I have a high level idea of how arithmetic coding works, but in the sources I've read (https://neptune.ai/blog/lossless-data-compression-using-arithmetic-encoding-in-python-and-its-applications-in-deep-learning and https://go-compression.github.io/algorithms/arithmetic/) it's not clear to me what the relationship between the frequency table and the message we're compressing is.
My understanding is the frequency table is determined from some universe of messages, and thus should be representative of messages you'll encode, in expectation. Is this understanding correct?
My second question pertains to why characters with larger frequencies (and thus larger probabilities) take up a large section of the interval. I don't believe this has anything to do with accuracy. Does it somehow speed up the algorithm? Why not make every character have the same probability?
I start with the second question: no, it has nothing to do with speed. Using the probabilities is the very thing that actually does the compression!
The main idea of the compression: use few bits for common messages, and use many bits for rare messages.

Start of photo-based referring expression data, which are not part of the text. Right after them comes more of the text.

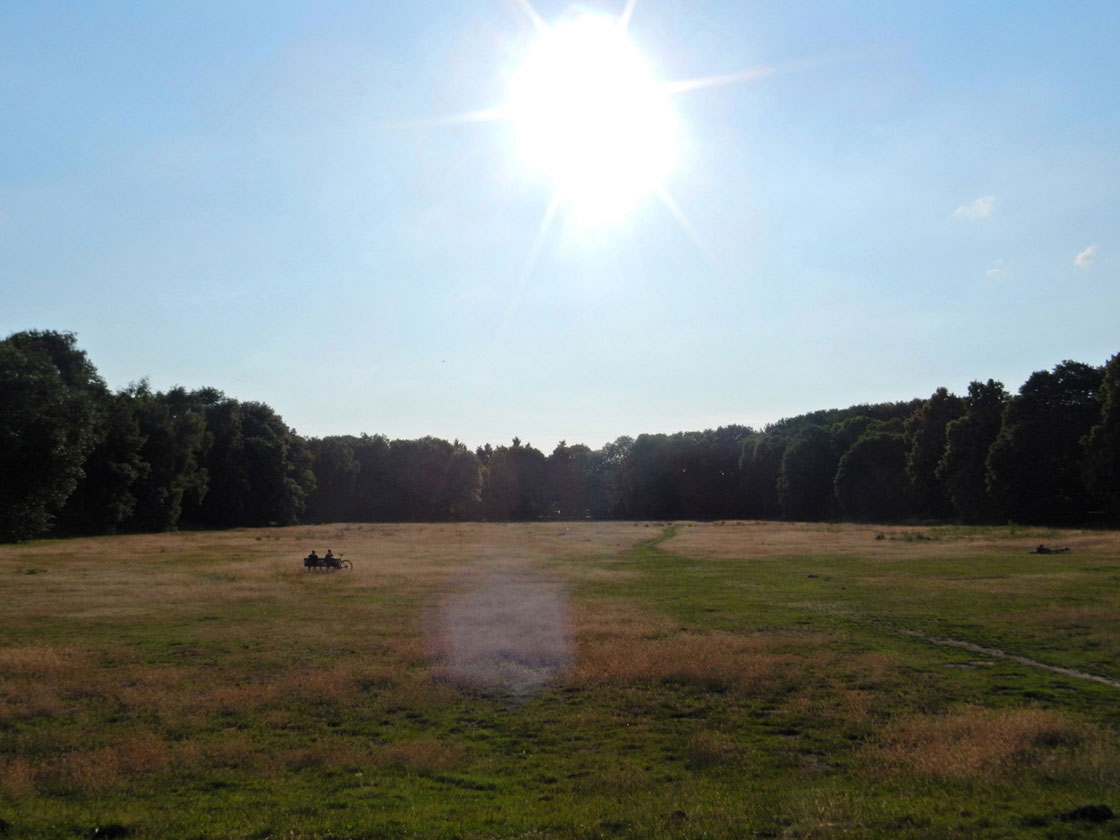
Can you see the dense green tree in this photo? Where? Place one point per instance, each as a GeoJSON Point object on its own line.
{"type": "Point", "coordinates": [336, 470]}
{"type": "Point", "coordinates": [606, 482]}
{"type": "Point", "coordinates": [925, 446]}
{"type": "Point", "coordinates": [373, 488]}
{"type": "Point", "coordinates": [568, 482]}
{"type": "Point", "coordinates": [104, 497]}
{"type": "Point", "coordinates": [871, 482]}
{"type": "Point", "coordinates": [1102, 446]}
{"type": "Point", "coordinates": [805, 482]}
{"type": "Point", "coordinates": [1036, 464]}
{"type": "Point", "coordinates": [50, 413]}
{"type": "Point", "coordinates": [259, 469]}
{"type": "Point", "coordinates": [710, 479]}
{"type": "Point", "coordinates": [516, 484]}
{"type": "Point", "coordinates": [175, 439]}
{"type": "Point", "coordinates": [759, 466]}
{"type": "Point", "coordinates": [432, 481]}
{"type": "Point", "coordinates": [464, 498]}
{"type": "Point", "coordinates": [963, 467]}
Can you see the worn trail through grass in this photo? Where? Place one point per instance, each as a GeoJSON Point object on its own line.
{"type": "Point", "coordinates": [556, 680]}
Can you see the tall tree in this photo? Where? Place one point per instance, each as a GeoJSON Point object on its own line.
{"type": "Point", "coordinates": [50, 401]}
{"type": "Point", "coordinates": [104, 497]}
{"type": "Point", "coordinates": [805, 483]}
{"type": "Point", "coordinates": [871, 482]}
{"type": "Point", "coordinates": [1102, 446]}
{"type": "Point", "coordinates": [175, 439]}
{"type": "Point", "coordinates": [963, 466]}
{"type": "Point", "coordinates": [761, 465]}
{"type": "Point", "coordinates": [568, 482]}
{"type": "Point", "coordinates": [925, 436]}
{"type": "Point", "coordinates": [1036, 465]}
{"type": "Point", "coordinates": [336, 470]}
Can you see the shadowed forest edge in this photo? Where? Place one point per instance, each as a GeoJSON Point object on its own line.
{"type": "Point", "coordinates": [77, 458]}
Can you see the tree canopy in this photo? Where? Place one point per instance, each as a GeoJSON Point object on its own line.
{"type": "Point", "coordinates": [78, 458]}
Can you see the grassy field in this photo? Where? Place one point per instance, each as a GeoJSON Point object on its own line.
{"type": "Point", "coordinates": [584, 680]}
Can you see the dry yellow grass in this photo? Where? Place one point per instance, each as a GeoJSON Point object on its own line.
{"type": "Point", "coordinates": [978, 743]}
{"type": "Point", "coordinates": [753, 539]}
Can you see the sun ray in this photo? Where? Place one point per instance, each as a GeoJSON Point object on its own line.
{"type": "Point", "coordinates": [627, 14]}
{"type": "Point", "coordinates": [725, 78]}
{"type": "Point", "coordinates": [526, 269]}
{"type": "Point", "coordinates": [687, 225]}
{"type": "Point", "coordinates": [534, 18]}
{"type": "Point", "coordinates": [483, 114]}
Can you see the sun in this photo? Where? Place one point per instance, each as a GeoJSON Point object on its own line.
{"type": "Point", "coordinates": [589, 115]}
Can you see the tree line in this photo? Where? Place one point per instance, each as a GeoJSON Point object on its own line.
{"type": "Point", "coordinates": [77, 458]}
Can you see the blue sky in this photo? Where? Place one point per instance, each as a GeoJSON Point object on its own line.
{"type": "Point", "coordinates": [262, 197]}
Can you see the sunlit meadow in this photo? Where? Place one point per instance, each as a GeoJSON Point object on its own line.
{"type": "Point", "coordinates": [561, 680]}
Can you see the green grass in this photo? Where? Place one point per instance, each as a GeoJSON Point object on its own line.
{"type": "Point", "coordinates": [203, 686]}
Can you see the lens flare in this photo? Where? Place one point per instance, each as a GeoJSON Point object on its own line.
{"type": "Point", "coordinates": [590, 117]}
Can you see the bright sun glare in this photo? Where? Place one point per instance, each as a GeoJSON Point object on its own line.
{"type": "Point", "coordinates": [589, 115]}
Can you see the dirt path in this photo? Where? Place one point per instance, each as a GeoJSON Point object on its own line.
{"type": "Point", "coordinates": [1014, 658]}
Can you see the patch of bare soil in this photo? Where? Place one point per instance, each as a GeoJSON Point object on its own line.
{"type": "Point", "coordinates": [1014, 658]}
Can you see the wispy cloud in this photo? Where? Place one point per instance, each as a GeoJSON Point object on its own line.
{"type": "Point", "coordinates": [978, 208]}
{"type": "Point", "coordinates": [1084, 259]}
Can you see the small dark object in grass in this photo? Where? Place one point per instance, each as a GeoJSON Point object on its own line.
{"type": "Point", "coordinates": [1088, 813]}
{"type": "Point", "coordinates": [112, 830]}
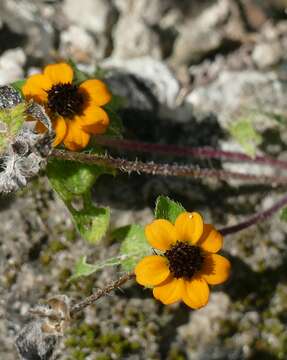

In the ideal case, we should use exactly 1 bit for a message with 50% probability. So compression actually crucially depends on knowing the frequencies.
Arithmetic coding implements almost ideal coding - it produces a bit for each time a probability range is reduced by half. Low probability symbols produce a smaller range - so they output more bits. High probability symbols produce less bits. Symbols with probability >50% may produce no bits - it would take several such symbols for a single bit!
There are many ways to calculate a frequency table - but it should match the real distribution of the input as close as possible. The closer they are - the better compression you would get. Note, that both encoder and decoder must use the same frequencies!